Endogenous BSVs illuminate Musa balbisiana diversity
Banana streak viruses (BSV) present in the B genome of banana or plantain cultivars give rise to spontaneous infections following abiotic stresses. Because cooking banana is an economically important staple fruit for several countries, knowledge about risks to banana has become essential. Duroy et al. (pp. 625–641) developed molecular tools to differentiate risk to bananas among samples of seedy BB diploids and both native areas of AAB cultivars. They propose a Musa phylogeny driven by BSV integrations, showing for the first time lineages between BB diploids and hybrids. These results pave the way to the re-introduction of safe-to-use materials into banana breeding programmes.
Leaf trait variation across the crown of isolated trees
Isolated trees subjected to high irradiance and concomitant stress may adjust leaf phenotypes across the tree crown. The plasticity in structural traits such as leaf angles or size can have profound consequences in the acquisition of the light resource. Escribano-Rocafort et al. (pp. 643–651) show that the expression of leaf traits in Olea europaea varies continuously through the crown in a gradient of leaf morphotypes and leaf angles depending on the exposure and location of individual leaves. The distribution of light-related traits within the tree crown could lead to complementary light-interception patterns at the individual scale.
Excessive sulphur accumulation and ionic storage behaviour identified in species of Acacia (Leguminosae: Mimosoideae)

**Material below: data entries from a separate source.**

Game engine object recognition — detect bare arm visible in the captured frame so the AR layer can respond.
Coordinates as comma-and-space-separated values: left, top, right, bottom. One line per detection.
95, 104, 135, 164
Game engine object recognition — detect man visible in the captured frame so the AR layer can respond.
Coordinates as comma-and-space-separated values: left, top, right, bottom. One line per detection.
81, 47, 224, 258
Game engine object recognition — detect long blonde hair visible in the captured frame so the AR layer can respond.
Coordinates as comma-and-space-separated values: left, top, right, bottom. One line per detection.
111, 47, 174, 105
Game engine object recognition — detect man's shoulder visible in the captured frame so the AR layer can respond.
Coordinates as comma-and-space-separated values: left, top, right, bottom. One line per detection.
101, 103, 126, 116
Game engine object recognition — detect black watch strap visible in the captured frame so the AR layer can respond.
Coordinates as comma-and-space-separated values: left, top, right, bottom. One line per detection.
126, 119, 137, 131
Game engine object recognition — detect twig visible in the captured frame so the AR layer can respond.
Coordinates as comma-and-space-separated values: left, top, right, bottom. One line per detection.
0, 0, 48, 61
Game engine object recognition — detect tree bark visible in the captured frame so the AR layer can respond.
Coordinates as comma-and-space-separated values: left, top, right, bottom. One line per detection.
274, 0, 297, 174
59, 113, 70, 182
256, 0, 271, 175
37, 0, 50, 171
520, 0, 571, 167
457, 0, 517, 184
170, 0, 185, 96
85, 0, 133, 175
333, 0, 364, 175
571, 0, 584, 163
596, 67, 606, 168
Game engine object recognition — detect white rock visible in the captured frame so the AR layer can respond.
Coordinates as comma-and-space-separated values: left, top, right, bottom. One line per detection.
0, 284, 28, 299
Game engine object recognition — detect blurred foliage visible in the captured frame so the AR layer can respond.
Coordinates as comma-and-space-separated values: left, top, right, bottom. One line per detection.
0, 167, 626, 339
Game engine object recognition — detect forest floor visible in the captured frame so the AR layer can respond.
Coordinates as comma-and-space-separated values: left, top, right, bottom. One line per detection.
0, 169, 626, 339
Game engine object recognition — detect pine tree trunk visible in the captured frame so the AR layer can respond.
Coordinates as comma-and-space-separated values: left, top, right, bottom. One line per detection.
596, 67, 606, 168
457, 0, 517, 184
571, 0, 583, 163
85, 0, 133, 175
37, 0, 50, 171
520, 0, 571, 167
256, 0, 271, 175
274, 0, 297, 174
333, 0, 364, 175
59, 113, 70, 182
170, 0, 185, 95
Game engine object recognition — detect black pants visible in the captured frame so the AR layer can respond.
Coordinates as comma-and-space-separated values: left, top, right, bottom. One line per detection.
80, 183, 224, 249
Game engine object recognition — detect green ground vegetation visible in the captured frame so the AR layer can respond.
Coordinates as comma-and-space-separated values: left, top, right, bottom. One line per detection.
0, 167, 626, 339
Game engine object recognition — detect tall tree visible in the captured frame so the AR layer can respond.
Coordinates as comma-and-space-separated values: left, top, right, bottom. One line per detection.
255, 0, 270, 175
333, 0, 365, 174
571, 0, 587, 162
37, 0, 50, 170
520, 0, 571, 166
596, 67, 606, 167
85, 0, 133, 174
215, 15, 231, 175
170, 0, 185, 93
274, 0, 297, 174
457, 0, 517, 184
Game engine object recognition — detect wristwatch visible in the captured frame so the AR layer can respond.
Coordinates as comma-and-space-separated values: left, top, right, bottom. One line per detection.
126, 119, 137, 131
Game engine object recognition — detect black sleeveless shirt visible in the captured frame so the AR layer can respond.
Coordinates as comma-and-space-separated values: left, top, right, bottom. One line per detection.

Reid et al. (pp. 653–666) show a group of native Australian plants that exhibit thiophore behaviour. This behaviour is independent of substrate type, and present in all members of this related group of species. Other species in the same substrate do not show the same behaviour. The thiophores studied exhibit a tight coupling between sulphur and calcium uptake and storage, and apparently store these elements as inorganic salts within the cells in their foliage. Several of the thiophores occupy coastal or riparian habitats, suggesting the evolutionary and ecophysiological explanations for this trait do not lie solely in adaptation to arid conditions or gypsiferous soils.
Plant injury can reset the ageing clock in plants but only slightly alleviates senescence
Senescence is the process of losing fitness when growing old, and is shaped by the trade-off between maintenance and reproduction that makes reproduction more unsure with age. Injury to the plant body, however, provides an opportunity to reset the ageing clock and consequently potentially ameliorate senescence. Martínková et al. (pp. 667–679) examine the effects of injury on life span and on traits closely related to fitness. They report that injury to the plant body is able to reset the ageing clock; however it is so harmful to plant fitness that resprouting serves to only slightly alleviate senescence signs and injury does not cause effective rejuvenation.
Plastic adaptive cleistogamy in Lamium amplexicaule
Cleistogamous plants have the ability to produce closed obligately selfing flowers, and open potentially outcrossed flowers. Flower proportion is known to vary in response to reliable cues, which suggests that outcrossing rate can adapt to environmental variation. Using a common garden experimental design for the annual cleistogamous species Lamium amplexicaule, Stojanova et al. (pp. 681–691) show that the proportion of cleistogamous flowers is plastic with seasonal variation. Moreover, they show that the proportion of cleistogamous flowers realized in each season maximizes fitness. The study shows that outcrossing plasticity is adaptive through the variation of cleistogamy across seasons.